I have often heard that sometimes we are all wet and that sometimes we are hung out to dry. You know, I can say: “Been there, Done that!”
“All Wet” can men completely wrong about something or you don’t have enough information to come in out of the rain. It also refers to being stupid, to be ineffective, non-athletic, socially inadequate, etc, etc. So, it is someone who cannot get the job done… whatever that job may be… they do not have the “right stuff” to complete their mission.
I remember this “hung out to dry” feeling from my college days. I was serving a student appointment (that means I was a college student while serving a church). It was a church that I was sent to in order to help them build a parsonage because I had help rebuilt one church from the ground up and renovated another not long before this. Well, the building process (committee and commitments) was moving rather slowly. On Saturday, I received a phone call from my District Superintendent (this is an Elder in the church appointed by the Bishop to supervise a group of ministers in a certain area known as a district). He said: “Steve, I want you to tell that building committee at the church that if they don’t get this parsonage underway quickly, I will not send them a pastor next conference year.” I replied: Ok, I’ll do what you ask.” Sunday morning, I relay his statement to the building committee and the chairperson asks me to call this DS and set up and appointment for him. I called the DS to inform him of the request and his reply was: “I didn’t say that. If you say I did, I will have you in the Bishop’s office by noon tomorrow and have your job.” Hung out to dry would have been an understatement of how I felt.
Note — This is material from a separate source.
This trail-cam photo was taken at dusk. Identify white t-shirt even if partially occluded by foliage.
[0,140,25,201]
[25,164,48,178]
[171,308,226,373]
This setup and threatening style of leadership almost caused me to leave the ministry and the church. I never told this DS how demoralizing his behavior was, how deeply he hurt me, or how un-Christian his actions were. I never trusted that man ever again.
In his little political one-up-man-ship manner of doing things to those under his charge, I felt “All Wet.” No, I did not know what game he was playing, how to play it, or why to play it. I was stupid, inadequate, not up to the political task before me. Why can’t we just tell the truth? Why can we just be honest with one another? What I needed was not a lousy intimidating General… I needed a pastor, a mentor, who would seek to help me become a pastor – not another politician.
I believe the church fails badly at mentoring new, young pastors in training. We have inserted the term “mentor” in the process of becoming ordained, but I don’t believe we really have mentors (real mentors) who are trained, compassionate mentors who care to make sure pastors are built from the inside out. What we have, most of the time, are mentors who are politically in line for some kind of recognition – and this gets them recognized by the Conference Board of Ministry – which most clergy want to be appointed to, because it says I am on the right track to be one of the fair haired boys/girls (the ones chosen to be put on the fast track).
We are called to be servant leaders not CEO’s of the Church. Our present-day paradigm for leadership is the corporate one and not the servant one. I am sure I would have been a better pastor had I had a real mentor/pastor rather than a CEO/General.
My word for all the young pastors is don’t let the CEO leadership style drive you from the ministry or the church. Ask for… seek out a mentor you know who has a shepherd’s heart and a mindset to lift you up and help fit you for service in the kingdom.